It’s also the place that I found the next chapter in my life’s book of adventures.
For the first time, I confronted a 90-foot outdoor wall. Halfway up, I started feeling the same worry that brought me back to the hum, rumble, and repetitive beating of the wash cycle — that stressful moment where I wasn’t sure of the outcome. But as I did at age 5, I rode it out, and I finished my first climb.
In that year and a half, I spent nearly every weekend outside climbing, camping, hiking, and, ultimately, finding myself.
Understanding outdoor privilege
It’s strange to think I can power myself to travel to distant locations and see what the world is like when left to its, and my own, devices. When you’re standing 100 feet off the ground with the crux above you and only one direction to go, it puts things into perspective. It defines you in many ways.
At the end of each climb, I realize just how lucky I am to have the privilege to be where I am. To be able to pick where I want to go and how to get there — it’s not an opportunity everyone is afforded. And I don’t take my outdoor privilege for granted: I pick up a bag of trash at crags I climb at, respect the local wildlife, and stand up for public lands.

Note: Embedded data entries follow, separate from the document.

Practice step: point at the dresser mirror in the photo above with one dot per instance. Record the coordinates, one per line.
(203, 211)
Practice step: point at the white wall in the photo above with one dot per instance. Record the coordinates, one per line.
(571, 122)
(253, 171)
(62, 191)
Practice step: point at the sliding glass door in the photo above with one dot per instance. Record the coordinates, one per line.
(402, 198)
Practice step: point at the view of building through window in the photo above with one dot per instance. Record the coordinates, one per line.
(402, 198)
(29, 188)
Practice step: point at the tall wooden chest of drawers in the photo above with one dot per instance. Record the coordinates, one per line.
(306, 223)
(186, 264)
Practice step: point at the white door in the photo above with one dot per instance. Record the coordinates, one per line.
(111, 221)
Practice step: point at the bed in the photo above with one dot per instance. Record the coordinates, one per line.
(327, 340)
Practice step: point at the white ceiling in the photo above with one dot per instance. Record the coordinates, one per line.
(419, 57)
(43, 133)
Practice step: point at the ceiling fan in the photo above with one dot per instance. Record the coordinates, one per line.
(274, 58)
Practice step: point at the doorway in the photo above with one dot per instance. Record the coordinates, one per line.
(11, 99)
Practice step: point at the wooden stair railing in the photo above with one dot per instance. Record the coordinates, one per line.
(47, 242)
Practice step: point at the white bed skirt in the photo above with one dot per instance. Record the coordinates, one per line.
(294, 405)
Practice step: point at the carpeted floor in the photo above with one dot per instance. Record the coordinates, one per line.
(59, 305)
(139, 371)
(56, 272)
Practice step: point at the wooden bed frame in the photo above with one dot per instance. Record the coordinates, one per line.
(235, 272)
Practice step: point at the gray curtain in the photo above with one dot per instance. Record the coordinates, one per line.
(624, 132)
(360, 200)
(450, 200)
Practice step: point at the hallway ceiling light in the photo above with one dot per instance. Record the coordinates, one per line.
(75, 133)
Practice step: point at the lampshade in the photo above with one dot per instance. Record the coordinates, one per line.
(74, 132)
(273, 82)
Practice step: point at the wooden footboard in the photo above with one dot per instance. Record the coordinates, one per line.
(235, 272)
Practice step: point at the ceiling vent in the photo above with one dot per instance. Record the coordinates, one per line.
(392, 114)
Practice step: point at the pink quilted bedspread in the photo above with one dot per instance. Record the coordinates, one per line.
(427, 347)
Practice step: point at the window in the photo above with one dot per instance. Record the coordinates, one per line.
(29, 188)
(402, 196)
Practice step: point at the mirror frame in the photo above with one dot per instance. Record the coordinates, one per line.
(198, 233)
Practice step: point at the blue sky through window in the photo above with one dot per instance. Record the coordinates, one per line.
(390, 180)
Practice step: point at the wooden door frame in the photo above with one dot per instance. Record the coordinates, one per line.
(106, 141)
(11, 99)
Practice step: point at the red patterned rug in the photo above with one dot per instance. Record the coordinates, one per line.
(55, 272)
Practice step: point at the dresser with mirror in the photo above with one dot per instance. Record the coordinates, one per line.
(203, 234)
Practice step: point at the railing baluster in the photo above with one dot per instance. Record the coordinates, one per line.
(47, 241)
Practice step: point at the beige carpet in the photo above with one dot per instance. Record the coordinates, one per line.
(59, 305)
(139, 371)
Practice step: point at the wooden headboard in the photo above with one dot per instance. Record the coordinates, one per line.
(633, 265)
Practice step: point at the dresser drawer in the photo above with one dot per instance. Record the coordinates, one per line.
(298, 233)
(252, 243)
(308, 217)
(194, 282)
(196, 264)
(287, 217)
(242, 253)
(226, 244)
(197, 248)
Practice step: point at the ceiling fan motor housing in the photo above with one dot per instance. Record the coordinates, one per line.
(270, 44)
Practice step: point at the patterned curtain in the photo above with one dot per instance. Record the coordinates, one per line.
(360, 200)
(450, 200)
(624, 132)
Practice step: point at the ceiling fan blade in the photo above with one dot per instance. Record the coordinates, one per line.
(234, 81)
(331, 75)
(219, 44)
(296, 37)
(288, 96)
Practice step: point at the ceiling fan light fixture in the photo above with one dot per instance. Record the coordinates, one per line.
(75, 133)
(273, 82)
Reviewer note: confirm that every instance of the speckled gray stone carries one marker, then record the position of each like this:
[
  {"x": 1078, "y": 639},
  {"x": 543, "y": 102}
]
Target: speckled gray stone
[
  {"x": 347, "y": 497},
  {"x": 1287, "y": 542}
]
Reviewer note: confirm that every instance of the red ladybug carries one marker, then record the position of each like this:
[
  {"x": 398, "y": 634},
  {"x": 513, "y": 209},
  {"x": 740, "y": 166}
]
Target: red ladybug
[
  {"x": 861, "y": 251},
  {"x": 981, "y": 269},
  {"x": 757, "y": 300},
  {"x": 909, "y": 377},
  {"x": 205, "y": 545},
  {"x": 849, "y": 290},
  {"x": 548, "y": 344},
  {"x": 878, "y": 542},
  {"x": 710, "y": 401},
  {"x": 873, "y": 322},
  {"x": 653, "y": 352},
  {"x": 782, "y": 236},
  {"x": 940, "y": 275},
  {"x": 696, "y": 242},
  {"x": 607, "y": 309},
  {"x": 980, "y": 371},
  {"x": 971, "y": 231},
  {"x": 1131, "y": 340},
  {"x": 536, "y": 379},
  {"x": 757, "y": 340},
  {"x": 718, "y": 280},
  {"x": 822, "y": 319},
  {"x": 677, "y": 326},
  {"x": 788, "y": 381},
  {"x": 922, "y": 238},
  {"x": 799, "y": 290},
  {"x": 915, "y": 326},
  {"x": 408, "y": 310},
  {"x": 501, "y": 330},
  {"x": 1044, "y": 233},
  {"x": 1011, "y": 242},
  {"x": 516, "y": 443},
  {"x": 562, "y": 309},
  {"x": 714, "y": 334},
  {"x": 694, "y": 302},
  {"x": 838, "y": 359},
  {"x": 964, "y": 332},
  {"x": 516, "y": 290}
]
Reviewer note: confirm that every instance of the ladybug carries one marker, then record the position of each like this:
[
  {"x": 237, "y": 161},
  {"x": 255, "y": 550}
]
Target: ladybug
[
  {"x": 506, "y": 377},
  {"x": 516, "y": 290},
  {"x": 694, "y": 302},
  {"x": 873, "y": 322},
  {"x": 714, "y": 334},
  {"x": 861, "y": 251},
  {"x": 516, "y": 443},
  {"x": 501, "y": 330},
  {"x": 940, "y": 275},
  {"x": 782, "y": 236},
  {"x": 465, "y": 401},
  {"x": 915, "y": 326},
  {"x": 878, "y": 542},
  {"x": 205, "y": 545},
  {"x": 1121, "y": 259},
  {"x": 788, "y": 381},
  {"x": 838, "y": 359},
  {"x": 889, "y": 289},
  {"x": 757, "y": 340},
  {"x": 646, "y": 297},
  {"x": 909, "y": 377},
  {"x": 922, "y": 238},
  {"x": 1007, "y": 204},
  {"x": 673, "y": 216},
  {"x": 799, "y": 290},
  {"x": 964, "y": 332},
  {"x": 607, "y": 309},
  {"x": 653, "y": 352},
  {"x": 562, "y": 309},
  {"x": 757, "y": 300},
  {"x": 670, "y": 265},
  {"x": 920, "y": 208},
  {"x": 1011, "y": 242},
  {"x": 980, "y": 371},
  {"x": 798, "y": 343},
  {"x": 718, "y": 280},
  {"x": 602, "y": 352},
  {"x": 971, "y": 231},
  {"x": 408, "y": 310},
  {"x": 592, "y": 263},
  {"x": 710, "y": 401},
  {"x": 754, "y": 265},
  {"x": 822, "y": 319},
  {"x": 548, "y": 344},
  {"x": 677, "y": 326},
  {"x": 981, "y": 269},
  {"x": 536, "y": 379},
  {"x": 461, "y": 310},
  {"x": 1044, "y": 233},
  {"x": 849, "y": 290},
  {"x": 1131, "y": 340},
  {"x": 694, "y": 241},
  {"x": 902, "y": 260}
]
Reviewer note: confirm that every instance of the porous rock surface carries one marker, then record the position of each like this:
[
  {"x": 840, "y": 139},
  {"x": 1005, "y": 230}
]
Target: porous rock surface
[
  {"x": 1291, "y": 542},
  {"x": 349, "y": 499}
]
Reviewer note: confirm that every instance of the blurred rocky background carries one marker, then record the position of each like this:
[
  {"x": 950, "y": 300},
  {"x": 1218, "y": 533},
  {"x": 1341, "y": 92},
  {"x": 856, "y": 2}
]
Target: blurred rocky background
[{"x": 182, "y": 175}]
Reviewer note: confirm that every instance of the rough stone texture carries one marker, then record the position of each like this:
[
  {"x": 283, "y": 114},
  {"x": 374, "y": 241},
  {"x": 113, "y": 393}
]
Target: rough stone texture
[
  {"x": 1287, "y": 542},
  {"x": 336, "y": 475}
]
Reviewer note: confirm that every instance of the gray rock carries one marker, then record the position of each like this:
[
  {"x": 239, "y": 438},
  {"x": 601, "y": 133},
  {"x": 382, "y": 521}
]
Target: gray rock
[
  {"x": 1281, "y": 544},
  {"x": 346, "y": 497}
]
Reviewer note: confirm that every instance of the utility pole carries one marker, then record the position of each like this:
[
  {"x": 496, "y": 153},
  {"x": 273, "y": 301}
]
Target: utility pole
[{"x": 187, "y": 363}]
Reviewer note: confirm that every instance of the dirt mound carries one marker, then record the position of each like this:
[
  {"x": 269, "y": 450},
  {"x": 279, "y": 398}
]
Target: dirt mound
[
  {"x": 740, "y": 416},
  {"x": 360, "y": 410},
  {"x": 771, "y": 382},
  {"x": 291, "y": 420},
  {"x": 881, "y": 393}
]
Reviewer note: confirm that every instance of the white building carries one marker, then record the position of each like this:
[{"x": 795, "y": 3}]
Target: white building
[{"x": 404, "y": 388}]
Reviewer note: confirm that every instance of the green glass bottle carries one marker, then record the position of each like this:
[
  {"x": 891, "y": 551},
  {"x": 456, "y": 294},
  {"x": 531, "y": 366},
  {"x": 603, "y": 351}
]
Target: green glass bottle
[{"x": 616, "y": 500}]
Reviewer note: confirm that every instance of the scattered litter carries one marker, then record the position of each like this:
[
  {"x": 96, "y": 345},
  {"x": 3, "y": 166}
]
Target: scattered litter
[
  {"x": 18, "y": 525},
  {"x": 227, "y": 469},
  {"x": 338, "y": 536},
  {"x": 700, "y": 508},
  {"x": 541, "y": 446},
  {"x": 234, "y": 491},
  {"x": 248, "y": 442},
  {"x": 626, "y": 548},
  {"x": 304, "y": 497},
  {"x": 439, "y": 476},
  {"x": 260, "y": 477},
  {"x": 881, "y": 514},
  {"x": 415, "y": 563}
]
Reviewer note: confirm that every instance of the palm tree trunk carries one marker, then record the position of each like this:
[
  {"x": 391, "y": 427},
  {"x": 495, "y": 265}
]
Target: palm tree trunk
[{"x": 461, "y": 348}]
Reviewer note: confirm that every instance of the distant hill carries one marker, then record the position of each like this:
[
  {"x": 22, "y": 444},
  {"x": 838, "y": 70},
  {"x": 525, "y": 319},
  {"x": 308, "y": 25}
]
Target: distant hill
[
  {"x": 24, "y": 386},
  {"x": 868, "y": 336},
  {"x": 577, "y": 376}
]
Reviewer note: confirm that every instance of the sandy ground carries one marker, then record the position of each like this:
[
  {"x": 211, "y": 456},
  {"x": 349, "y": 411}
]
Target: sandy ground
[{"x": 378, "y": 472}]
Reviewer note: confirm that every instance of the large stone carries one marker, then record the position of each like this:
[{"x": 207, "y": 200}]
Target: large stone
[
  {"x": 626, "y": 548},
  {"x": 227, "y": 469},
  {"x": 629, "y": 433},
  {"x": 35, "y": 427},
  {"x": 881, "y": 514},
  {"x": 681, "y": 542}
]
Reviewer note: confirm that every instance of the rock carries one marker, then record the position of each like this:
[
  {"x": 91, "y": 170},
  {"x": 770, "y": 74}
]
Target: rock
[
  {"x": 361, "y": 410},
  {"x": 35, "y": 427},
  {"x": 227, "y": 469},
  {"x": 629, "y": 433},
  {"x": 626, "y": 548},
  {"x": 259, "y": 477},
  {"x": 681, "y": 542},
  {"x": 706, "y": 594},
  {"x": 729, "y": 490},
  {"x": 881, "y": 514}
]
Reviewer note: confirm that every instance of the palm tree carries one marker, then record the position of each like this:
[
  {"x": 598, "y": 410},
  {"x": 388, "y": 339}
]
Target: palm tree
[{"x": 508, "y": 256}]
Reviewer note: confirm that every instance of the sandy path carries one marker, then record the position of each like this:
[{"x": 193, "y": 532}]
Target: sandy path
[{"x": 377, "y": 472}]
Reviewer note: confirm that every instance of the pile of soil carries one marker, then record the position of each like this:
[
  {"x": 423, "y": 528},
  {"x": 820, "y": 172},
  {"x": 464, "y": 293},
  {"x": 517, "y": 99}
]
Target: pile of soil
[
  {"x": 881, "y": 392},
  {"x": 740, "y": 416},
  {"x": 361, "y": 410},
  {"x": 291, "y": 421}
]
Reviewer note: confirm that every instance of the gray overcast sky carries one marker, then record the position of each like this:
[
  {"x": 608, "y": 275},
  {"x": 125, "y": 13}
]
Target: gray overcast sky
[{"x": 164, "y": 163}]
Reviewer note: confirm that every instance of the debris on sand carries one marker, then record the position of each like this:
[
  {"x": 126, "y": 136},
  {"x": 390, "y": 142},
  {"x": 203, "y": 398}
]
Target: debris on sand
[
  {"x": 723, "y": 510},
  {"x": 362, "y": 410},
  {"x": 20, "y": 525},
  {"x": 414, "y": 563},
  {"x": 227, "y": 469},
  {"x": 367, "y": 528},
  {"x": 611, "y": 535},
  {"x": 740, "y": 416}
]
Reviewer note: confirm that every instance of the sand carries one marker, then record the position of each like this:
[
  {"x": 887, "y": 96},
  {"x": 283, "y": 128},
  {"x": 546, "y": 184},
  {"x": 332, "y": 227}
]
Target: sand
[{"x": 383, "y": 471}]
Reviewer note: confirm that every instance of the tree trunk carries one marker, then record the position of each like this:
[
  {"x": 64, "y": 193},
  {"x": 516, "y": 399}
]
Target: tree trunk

When I tell my mom about my adventures, she makes the same face as when I showed her my mud-covered bear: that “what-am-I-going-to-do-with-you” face. But I saw that her expression wasn’t one of disappointment or disapproval. It was expressing a difference in lifestyles, a difference between her “indoor” and my “outdoor” privilege.
And that outdoor privilege I’m afforded means celebrating the gift of both the indoors and the outdoors that my parents fought so hard to provide.
Everything my parents provided for me indoors gave me the ability to appreciate everything outdoors. While luxury for my mom was air conditioning and modern technology, luxury for me was not having to worry about any of those things and being able to go outside — for fun.
My backyard is now a whole lot bigger.